С утверждением советской власти, или, как писал Бабель, «советчины», в Сибири и на Дальнем Востоке капитан, теперь уже давно бывший, загрустил и надумал податься в Калифорнию: много приятного читал о том крае. Ну не мог бывший капитан видеть красные знамена, слышать пролетарские призывы и пение «Интернационала» — гнусавым и гнусным казалось, а всего пуще воротило от портретов новых хозяев России — ну сплошь Ленины и Троцкие! От их козлиных бородок сыпью покрывался и скребся почище чесоточного.
И надо же, прорезал бывший слесарь и бывший заместитель командующего Народно-Революционной Армией аж до самого заокеанского Сан-Франциско — ну в точном соответствии с видениями шикарной свободной жизни. Но это случилось потом, и не случилось, а стряслось, ведь бежать из Отечества не сладко, тем более без гроша в кармане, а пока Калашников — еще в капитанах, и вовсе не оскорбительны для него капитанские погоны, пожалованные поначалу государем императором и затем подтвержденные службой в белой армии Верховного Правителя…
На другой же день оказались вычищенными в ту же тюрьму все, кто сопровождал адмирала.
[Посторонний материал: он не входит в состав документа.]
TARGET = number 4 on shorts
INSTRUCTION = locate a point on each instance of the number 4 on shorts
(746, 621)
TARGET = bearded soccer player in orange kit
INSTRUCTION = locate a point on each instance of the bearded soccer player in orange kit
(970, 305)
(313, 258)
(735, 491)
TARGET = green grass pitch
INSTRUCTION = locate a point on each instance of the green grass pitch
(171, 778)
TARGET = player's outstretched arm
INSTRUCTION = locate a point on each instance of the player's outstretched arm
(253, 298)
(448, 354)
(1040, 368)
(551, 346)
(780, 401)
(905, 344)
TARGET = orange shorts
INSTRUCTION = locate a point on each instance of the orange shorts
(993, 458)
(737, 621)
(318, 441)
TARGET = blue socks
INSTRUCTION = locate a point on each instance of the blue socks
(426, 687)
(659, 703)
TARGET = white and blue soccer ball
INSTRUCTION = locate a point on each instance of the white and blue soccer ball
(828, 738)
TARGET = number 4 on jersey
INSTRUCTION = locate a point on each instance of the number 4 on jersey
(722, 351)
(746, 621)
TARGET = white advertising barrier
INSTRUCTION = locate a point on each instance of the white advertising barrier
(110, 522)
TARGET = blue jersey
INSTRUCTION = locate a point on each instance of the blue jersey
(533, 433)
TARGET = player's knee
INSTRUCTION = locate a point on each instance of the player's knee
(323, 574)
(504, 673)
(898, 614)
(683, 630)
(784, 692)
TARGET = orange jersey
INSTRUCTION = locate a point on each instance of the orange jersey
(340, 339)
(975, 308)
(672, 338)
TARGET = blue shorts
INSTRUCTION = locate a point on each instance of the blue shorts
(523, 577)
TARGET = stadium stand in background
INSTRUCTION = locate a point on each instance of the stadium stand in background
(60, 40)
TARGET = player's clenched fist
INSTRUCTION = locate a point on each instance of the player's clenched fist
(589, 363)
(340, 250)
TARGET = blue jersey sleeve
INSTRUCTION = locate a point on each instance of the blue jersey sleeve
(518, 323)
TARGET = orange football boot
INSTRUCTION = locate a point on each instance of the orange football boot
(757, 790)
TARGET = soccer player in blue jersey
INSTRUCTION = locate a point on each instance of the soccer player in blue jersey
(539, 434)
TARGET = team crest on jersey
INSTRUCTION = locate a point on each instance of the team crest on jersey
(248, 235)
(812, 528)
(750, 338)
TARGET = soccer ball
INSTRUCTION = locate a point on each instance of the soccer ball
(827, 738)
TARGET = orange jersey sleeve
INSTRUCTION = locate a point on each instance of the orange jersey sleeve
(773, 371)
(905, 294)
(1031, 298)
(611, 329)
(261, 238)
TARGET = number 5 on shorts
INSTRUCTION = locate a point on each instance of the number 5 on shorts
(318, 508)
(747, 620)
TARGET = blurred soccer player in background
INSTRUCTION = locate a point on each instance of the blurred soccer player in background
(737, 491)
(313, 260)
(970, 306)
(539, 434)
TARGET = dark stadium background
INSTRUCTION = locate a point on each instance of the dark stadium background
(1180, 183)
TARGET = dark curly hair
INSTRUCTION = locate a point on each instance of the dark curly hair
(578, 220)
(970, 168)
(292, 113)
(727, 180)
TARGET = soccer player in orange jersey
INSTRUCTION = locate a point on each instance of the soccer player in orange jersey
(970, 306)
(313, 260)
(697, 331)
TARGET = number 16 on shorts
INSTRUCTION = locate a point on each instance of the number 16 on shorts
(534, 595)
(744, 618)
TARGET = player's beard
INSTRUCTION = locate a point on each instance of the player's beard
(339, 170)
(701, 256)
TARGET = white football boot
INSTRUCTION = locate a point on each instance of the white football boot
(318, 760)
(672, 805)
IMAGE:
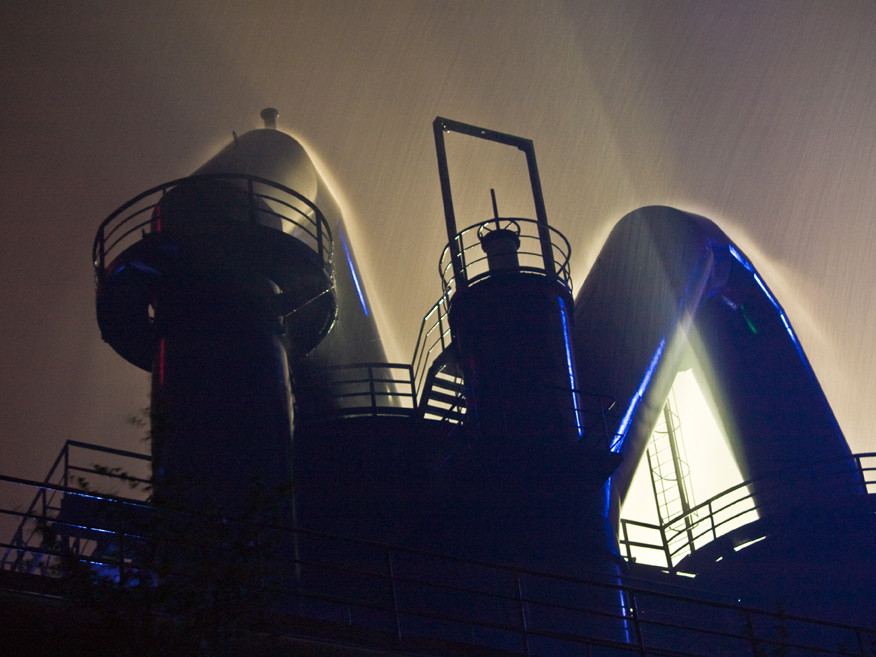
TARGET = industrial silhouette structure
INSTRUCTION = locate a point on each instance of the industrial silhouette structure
(468, 501)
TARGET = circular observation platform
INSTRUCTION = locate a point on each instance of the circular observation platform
(503, 246)
(212, 230)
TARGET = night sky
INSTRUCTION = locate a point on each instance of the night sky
(758, 115)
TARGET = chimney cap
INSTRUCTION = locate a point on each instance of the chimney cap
(269, 116)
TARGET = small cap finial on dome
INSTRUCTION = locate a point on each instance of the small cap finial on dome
(269, 116)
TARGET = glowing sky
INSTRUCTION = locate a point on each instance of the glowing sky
(759, 115)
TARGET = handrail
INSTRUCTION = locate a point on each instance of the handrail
(537, 241)
(706, 519)
(482, 604)
(261, 201)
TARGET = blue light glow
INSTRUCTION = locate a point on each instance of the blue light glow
(353, 272)
(757, 279)
(572, 380)
(637, 398)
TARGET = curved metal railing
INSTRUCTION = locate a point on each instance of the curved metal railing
(727, 511)
(401, 597)
(531, 254)
(260, 201)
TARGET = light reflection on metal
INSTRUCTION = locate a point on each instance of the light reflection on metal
(572, 378)
(355, 275)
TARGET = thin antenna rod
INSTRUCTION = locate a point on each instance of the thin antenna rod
(495, 207)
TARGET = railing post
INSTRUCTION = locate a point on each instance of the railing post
(250, 191)
(371, 390)
(637, 626)
(521, 608)
(749, 629)
(391, 575)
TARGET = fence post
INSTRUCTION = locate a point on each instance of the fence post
(522, 613)
(634, 609)
(391, 575)
(749, 628)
Флор Федорoвич проводит в Политическом Центре решение об учреждении Чрезвычайной Следственной Комиссии над бывшим Верховным Правителем России адмиралом Колчаком А. В. и бывшим председателем Совета Министров Пепеляевым В. Н.
В составе комиссии: К. А. Попов (большевик), Н. А. Алексеевский (эсер), В. П. Денике (меньшевик), Г. Г. Лукьянчиков (эсер). Им и допрашивать бывшего Верховного Правителя.
Сбылись мечты Федорóвича, довольны и белочехи: вечером даже устроили нечто вроде торжественного ужина в штабе у Сырового.
Без чехов не видать бы Политическому Центру адмирала у себя в остроге. Угрозы шахтеров Черемхова взорвать байкальские железнодорожные туннели при невыдаче Колчака и золотого запаса тут ни при чем.
Никто так и не взорвал эти туннели, хотя некоторое количество золота и драгоценностей уже спокойно прокатилось через них…
Из первого протокола допроса (21 января 1920 г.):
Попов. Вы присутствуете перед Следственной Комиссией в составе ее председателя К. А. Попова, заместителя председателя В. П. Денике, членов комиссии: Г. Г. Лукьянчикова и Н. А. Алексеевского — для допроса по поводу вашего задержания. Вы адмирал Колчак?
Колчак. Да, я адмирал Колчак…
Я родился в 1873 году, мне теперь 46 лет. Родился я в Петрограде, на Обуховском заводе. Я женат формально законным браком, имею одного сына в возрасте 9 лет.
Попов. Вы являлись Верховным Правителем?
Колчак. Я был Верховным Правителем Российского правительства в Омске — его называли Всероссийским, но я лично этого термина не употреблял. Моя жена Софья Федоровна раньше была в Севастополе, а теперь находится во Франции. Переписку с ней вел через посольство. При ней находится мой сын Ростислав.
…Отец мой, Василий Иванович Колчак, служил в морской артиллерии. Как все морские артиллеристы, он проходил курс в Горном институте, затем он был на уральском Златоустовском заводе, после этого он был приемщиком морского ведомства на Обуховском заводе. Когда он ушел в отставку, в чине генерал-майора, он остался на этом заводе в качестве инженера или горного техника. Там я и родился. Мать моя — Ольга Ильинична, урожденная Посохова. Отец ее происходит из дворян Херсонской губернии. Мать моя уроженка Одессы и тоже из дворянской семьи. Оба мои родители умерли. Состояния они не имели никакого… Вся семья моего отца содержалась исключительно только на его заработки. Я православный; до времени поступления в школу получил семейное воспитание под руководством отца и матери…
И письма адмирала своей возлюбленной, сведенные в две общие тетради, укатили за кордон. Не подвел Апушкин[186].
С разворотом революционных событий (после февраля 1917 г.) Колчак постоянно пишет Анне Васильевне Тимиревой.
Это особые письма. Все, что происходит, настолько диковинно, исполнено такого смысла — он составляет одно за другим послания дорогой женщине. Он не может не делиться. Он постоянно помнит о ней, это самое верное и глубокое чувство. Оно вызвано не менее страстным чувством молодой женщины.
Таким образом, письма становятся и памятью исторических событий, и выражением его чувств. И все преломляется наличность самого адмирала.
В общем, это и дневник, и не дневник. Это память о женщине и о времени, в которое им выпало любить.
В 1927 г. бывший подполковник Апушкин передает записи Русскому заграничному архиву за 150 (!) долларов — две общие тетради, 243 страницы текста.